As unpleasant as that process sounds, it is important to think about because the alternative is thinking about your loved ones potentially being left in difficult or even dire financial circumstances. Add the idea of your family having to move because they can’t afford your house, kids unable to go to college or university because they wan’t pay for it or your partner back at work a week after your death because they need their next pay cheque. These thoughts should trump the unpleasant idea that you die unexpectedly.
Imagine what happens to your family if you are not here today. Now how much insurance do you need? Will a GoFundMe page set up after your death cover it?
The reality is that you need to plan based on what if something happened to you today. What do you want your beneficiaries to be able to pay for immediately and how long will they need help financially to adjust to things.
If you own a home the biggest monthly expense most people have is their mortgage payment. This is typically where you start. What debts would you want people to be able to pay off immediately? Mortgages, credit lines, credit cards, etc. These are the hard numbers and they are usually easier to arrive at. The more difficult the amount to arrive at is figuring out any extra money you want to leave behind. You can include a lump sum of money to supplement income for a few years or to help with paying for future expenses (i.e. post-secondary tuitions).

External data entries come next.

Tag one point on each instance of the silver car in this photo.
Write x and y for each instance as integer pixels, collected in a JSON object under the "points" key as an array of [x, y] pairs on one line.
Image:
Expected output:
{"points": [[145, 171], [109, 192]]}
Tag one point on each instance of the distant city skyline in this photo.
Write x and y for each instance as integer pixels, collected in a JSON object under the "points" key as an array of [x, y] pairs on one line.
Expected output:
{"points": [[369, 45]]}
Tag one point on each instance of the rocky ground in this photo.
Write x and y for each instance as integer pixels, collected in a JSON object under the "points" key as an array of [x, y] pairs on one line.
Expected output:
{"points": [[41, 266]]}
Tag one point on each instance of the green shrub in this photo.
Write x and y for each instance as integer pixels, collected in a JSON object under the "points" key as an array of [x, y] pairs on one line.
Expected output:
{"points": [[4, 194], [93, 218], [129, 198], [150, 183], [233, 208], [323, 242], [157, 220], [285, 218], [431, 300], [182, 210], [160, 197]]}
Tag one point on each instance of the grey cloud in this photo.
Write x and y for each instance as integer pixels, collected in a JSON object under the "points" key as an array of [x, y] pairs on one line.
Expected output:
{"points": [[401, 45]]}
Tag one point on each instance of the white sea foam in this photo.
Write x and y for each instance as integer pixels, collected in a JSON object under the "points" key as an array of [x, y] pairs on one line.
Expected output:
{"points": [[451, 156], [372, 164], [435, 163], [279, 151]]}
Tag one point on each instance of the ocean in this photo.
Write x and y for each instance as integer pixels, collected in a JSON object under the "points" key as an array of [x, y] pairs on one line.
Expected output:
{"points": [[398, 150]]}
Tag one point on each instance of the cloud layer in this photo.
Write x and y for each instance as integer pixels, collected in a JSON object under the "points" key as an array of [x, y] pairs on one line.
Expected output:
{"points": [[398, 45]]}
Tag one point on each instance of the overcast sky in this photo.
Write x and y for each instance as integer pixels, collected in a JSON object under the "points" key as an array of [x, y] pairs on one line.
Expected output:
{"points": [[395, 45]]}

Once you have determined how much coverage that you need, you need to figure out if they are temporary or permanent life insurance needs. A mortgage is a great example of a temporary need. The amount of your current mortgage balance will be lower in 10 years than it is today. Structure your coverage accordingly… Use term life insurance to cover any large amounts that are temporary and consider permanent life insurance if you have an expense that isn’t going to go away (e.g. funeral costs).
The bottom line with figuring out how much you need is that I have never had a beneficiary tell me that they would take the money instead of having another day with the person who died. I have also seen the effects that good versus poor planning of how much coverage is enough can have. Put aside the unpleasantness and make the decision that gives your beneficiaries what they need right now.
In everyone’s self image they live until they are a ripe old age and die peacefully in their sleep after living the fullest life they could ever imagine. This isn’t how the world works though and you need to plan for it.